Dr. Joseph Grinnell (1908) saw one of these woodpeckers, in the San Bernardino Mountains, drive a sapsucker away from its borings in an alder and then go “the rounds of the borings” drinking from each. Dr. Harold C. Bryant (1921) saw a California woodpecker robbing a nest of a pair of western wood pewees; he was “calmly perched on the pewee’s nest and eating one of the eggs. I could see the white and the yolk of the egg on the woodpecker’s bill, as he raised his head. After watching for some time, I attempted to frighten the robber away, but experienced considerable difficulty in doing so. When he finally left the nest the pewees continued to dart at him, to drive him farther away. Soon one of the pewees, apparently the female, returned to the nest, picked up an eggshell and flew off with it. I was unable to see what she did with it. In half a minute she returned and began incubating the remaining eggs.”

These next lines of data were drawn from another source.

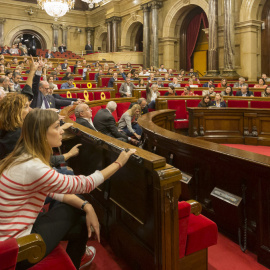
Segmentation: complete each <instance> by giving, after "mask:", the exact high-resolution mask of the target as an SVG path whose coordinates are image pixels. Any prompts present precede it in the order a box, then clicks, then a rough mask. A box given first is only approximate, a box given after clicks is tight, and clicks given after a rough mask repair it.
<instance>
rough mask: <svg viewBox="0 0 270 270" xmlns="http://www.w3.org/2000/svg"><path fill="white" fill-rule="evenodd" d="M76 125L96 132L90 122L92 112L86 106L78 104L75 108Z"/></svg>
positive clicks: (87, 106) (87, 107)
mask: <svg viewBox="0 0 270 270" xmlns="http://www.w3.org/2000/svg"><path fill="white" fill-rule="evenodd" d="M75 116H76V123H78V124H80V125H82V126H85V127H88V128H91V129H93V130H96V129H95V127H94V124H93V121H92V110H91V108H89V106H88V105H87V104H79V105H77V106H76V108H75Z"/></svg>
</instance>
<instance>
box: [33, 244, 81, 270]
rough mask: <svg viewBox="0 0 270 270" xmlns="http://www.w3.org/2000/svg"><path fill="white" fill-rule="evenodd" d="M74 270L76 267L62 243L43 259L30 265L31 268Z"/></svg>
mask: <svg viewBox="0 0 270 270" xmlns="http://www.w3.org/2000/svg"><path fill="white" fill-rule="evenodd" d="M45 269H47V270H52V269H57V270H66V269H69V270H73V269H76V268H75V266H74V264H73V263H72V261H71V259H70V257H69V256H68V254H67V253H66V251H65V250H64V249H63V247H61V246H60V244H59V245H58V246H57V247H56V248H55V249H54V250H53V251H52V252H51V253H50V254H49V255H48V256H47V257H45V258H44V259H43V260H41V261H40V262H39V263H37V264H36V265H34V266H33V267H30V268H29V270H45Z"/></svg>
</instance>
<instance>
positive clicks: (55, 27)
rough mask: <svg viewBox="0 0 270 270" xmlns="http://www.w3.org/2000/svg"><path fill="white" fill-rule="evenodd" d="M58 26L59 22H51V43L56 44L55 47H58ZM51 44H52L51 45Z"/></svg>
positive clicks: (58, 32) (58, 31)
mask: <svg viewBox="0 0 270 270" xmlns="http://www.w3.org/2000/svg"><path fill="white" fill-rule="evenodd" d="M59 28H60V25H59V24H52V29H53V41H52V43H53V44H54V43H55V45H56V47H58V35H59ZM53 44H52V46H53Z"/></svg>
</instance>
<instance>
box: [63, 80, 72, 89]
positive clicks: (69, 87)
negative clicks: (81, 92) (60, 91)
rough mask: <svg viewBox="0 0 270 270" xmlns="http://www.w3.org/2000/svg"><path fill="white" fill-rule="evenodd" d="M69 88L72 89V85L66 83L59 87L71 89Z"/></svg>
mask: <svg viewBox="0 0 270 270" xmlns="http://www.w3.org/2000/svg"><path fill="white" fill-rule="evenodd" d="M71 88H74V85H73V84H72V85H69V84H68V82H66V83H63V84H62V85H61V89H71Z"/></svg>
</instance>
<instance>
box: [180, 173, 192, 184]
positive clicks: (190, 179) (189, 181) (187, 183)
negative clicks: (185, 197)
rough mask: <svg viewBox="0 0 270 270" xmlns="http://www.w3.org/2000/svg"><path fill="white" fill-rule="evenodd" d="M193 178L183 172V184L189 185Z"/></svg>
mask: <svg viewBox="0 0 270 270" xmlns="http://www.w3.org/2000/svg"><path fill="white" fill-rule="evenodd" d="M191 178H192V176H191V175H189V174H186V173H183V172H182V179H181V182H183V183H185V184H188V183H189V182H190V180H191Z"/></svg>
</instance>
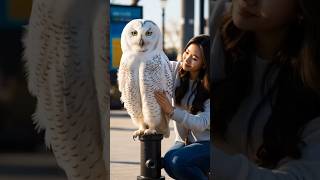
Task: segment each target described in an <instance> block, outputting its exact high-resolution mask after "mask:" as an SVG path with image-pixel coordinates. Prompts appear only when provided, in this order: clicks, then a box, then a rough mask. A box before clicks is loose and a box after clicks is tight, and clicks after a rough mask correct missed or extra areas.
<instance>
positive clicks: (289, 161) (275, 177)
mask: <svg viewBox="0 0 320 180" xmlns="http://www.w3.org/2000/svg"><path fill="white" fill-rule="evenodd" d="M303 139H304V142H305V143H306V146H304V147H303V149H302V157H301V158H300V159H298V160H287V161H282V163H281V164H280V165H279V167H278V168H276V169H273V170H270V169H265V168H261V167H258V166H257V165H255V164H254V163H252V162H250V161H249V160H248V159H247V157H245V156H244V155H241V154H237V155H229V154H226V153H224V152H223V151H221V150H219V149H217V148H215V147H214V148H213V154H214V156H213V161H214V166H213V177H214V179H215V180H318V179H320V117H318V118H317V119H315V120H313V121H312V122H310V124H309V125H308V126H307V128H306V129H305V131H304V136H303Z"/></svg>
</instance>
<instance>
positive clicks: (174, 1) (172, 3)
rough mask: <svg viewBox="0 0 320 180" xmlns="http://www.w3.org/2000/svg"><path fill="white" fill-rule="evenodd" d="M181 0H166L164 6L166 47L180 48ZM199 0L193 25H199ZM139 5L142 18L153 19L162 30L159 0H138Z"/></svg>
mask: <svg viewBox="0 0 320 180" xmlns="http://www.w3.org/2000/svg"><path fill="white" fill-rule="evenodd" d="M181 1H182V0H167V3H166V7H165V14H166V17H165V23H166V24H165V28H166V36H165V37H166V40H165V42H166V48H170V47H176V48H178V49H180V44H181V43H180V37H179V30H180V28H179V27H180V26H179V24H180V23H181V21H182V17H181ZM199 1H200V0H194V3H195V11H194V13H195V22H194V23H195V27H198V26H199V22H198V18H199ZM110 2H111V4H122V5H130V3H131V2H132V1H131V0H110ZM138 5H139V6H143V16H144V19H150V20H152V21H154V22H155V23H156V24H157V25H158V26H159V28H160V29H161V30H162V10H161V4H160V0H140V1H139V3H138ZM208 14H209V13H208V0H205V18H208ZM194 34H195V35H198V34H199V29H198V28H195V32H194Z"/></svg>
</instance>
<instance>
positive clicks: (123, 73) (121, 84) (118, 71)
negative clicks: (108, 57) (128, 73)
mask: <svg viewBox="0 0 320 180" xmlns="http://www.w3.org/2000/svg"><path fill="white" fill-rule="evenodd" d="M126 58H127V57H126V56H125V54H122V56H121V60H120V65H119V69H118V74H117V78H118V88H119V91H120V92H121V93H122V92H123V89H124V87H125V84H126V80H127V79H126V77H128V76H129V75H128V67H127V64H126V60H127V59H126Z"/></svg>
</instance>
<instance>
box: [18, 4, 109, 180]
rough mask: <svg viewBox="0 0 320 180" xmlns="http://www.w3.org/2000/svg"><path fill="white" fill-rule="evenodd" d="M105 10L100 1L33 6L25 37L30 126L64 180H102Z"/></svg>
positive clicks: (107, 48) (104, 8)
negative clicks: (39, 131) (31, 113)
mask: <svg viewBox="0 0 320 180" xmlns="http://www.w3.org/2000/svg"><path fill="white" fill-rule="evenodd" d="M108 9H109V5H108V4H107V2H106V1H105V0H34V1H33V5H32V12H31V17H30V20H29V24H28V25H27V27H26V34H25V37H24V39H23V40H24V45H25V56H24V58H25V60H26V72H27V75H28V87H29V91H30V92H31V94H32V95H34V96H35V97H36V98H37V109H36V112H35V114H34V117H33V119H34V121H35V123H36V124H37V127H38V128H39V129H43V130H45V140H46V144H47V146H48V147H49V148H51V149H52V151H53V153H54V155H55V158H56V160H57V163H58V165H59V166H60V167H61V168H63V170H64V171H65V173H66V175H67V176H68V179H69V180H85V179H86V180H107V179H109V178H110V177H109V176H110V171H109V158H110V157H109V122H108V121H109V88H108V87H109V80H108V78H109V77H108V68H107V67H108V56H107V54H108V50H109V46H108V45H109V43H106V42H108V41H109V39H108V38H109V35H108V34H107V32H108V25H109V23H108V21H107V20H108V18H107V15H108V13H109V12H108Z"/></svg>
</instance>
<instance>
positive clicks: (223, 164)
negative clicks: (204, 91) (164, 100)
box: [210, 0, 320, 180]
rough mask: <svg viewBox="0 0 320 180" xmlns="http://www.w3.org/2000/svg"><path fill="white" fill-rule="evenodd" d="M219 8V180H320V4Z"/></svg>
mask: <svg viewBox="0 0 320 180" xmlns="http://www.w3.org/2000/svg"><path fill="white" fill-rule="evenodd" d="M215 9H216V11H215V12H213V14H212V17H211V19H212V24H211V28H212V29H211V35H214V36H212V38H213V39H212V47H213V48H212V50H211V61H212V64H210V65H212V66H210V72H212V73H211V75H210V77H212V81H211V85H212V86H211V87H213V88H212V91H211V93H212V95H213V99H214V101H213V114H214V116H213V119H212V120H213V121H212V124H211V125H212V126H211V127H212V128H211V130H212V133H213V146H212V149H211V150H212V154H213V162H212V163H213V168H212V169H213V171H212V172H213V179H214V180H318V179H320V171H319V167H320V154H319V152H320V79H319V77H320V74H319V73H320V71H319V68H320V61H319V58H320V57H319V55H320V51H319V47H320V46H319V45H320V23H319V22H320V21H319V19H318V17H319V15H320V11H319V9H320V1H316V0H309V1H306V0H233V1H232V2H231V3H230V4H229V3H228V2H227V1H219V2H217V4H216V7H215ZM221 9H222V11H221ZM219 10H220V11H221V12H223V14H222V15H221V14H219V13H218V12H219ZM221 16H222V18H221ZM211 70H212V71H211Z"/></svg>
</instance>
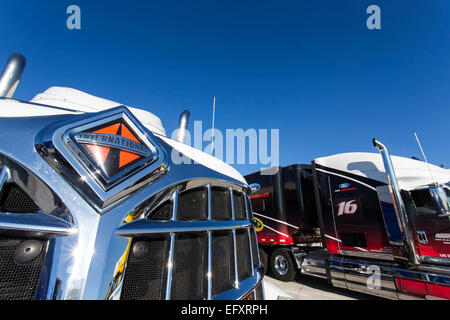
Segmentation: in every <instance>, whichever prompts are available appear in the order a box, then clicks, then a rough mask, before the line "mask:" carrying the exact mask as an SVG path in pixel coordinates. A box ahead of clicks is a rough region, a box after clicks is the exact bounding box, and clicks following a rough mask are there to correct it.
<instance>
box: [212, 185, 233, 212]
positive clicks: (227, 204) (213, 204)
mask: <svg viewBox="0 0 450 320" xmlns="http://www.w3.org/2000/svg"><path fill="white" fill-rule="evenodd" d="M211 192H212V196H211V211H212V218H213V220H230V219H231V198H230V190H228V189H219V188H212V189H211Z"/></svg>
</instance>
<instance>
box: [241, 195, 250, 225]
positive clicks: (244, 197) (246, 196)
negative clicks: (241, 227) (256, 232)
mask: <svg viewBox="0 0 450 320" xmlns="http://www.w3.org/2000/svg"><path fill="white" fill-rule="evenodd" d="M243 195H244V202H245V214H246V217H247V220H250V215H249V213H248V211H249V210H248V209H249V208H248V203H247V202H248V201H249V199H248V198H247V192H244V193H243Z"/></svg>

Behavior.—The California woodpecker flies in true woodpecker fashion, an undulating flight, interspersed with long dips during which the wings are partly closed and somewhat pressed against the sides of the body; during the rises the wings are flapped, displaying the black and white markings conspicuously; there is an upward sweep before alighting. Grinnell and Storer (1924) say: “When alighting on a tree trunk, these birds assume a vertical posture, head out, tail appressed to the bark. They move up by a hitching process—head in, tail out; up; tail in, head out. If a bird perches on a small horizontal branch, his position is more likely to be diagonal than directly crosswise. If a bird alights on the square top of a fence post, he seems ill at ease and soon backs over the edge into a more woodpecker-like posture.”

Mr. Dawson (1923) writes: “A most characteristic flight-movement is an exaggerated fluttering wherein progress is at a minimum and exercise at a maximum. In this way, also, they ascend at acute angles, sometimes almost vertically. With this movement alternates much sailing with outspread wings, and certain tragic pauses wherein the wings are quite folded.” A similar flight is thus described by Grinnell, Dixon, and Linsdale (1930) as follows: “Individual woodpeckers were often seen making a kind of flight the object of which we did not determine. A bird would fly in a nearly vertical direction from its perch for three meters or more and then commence an irregular swooping flight, finally coming back to the original perch.”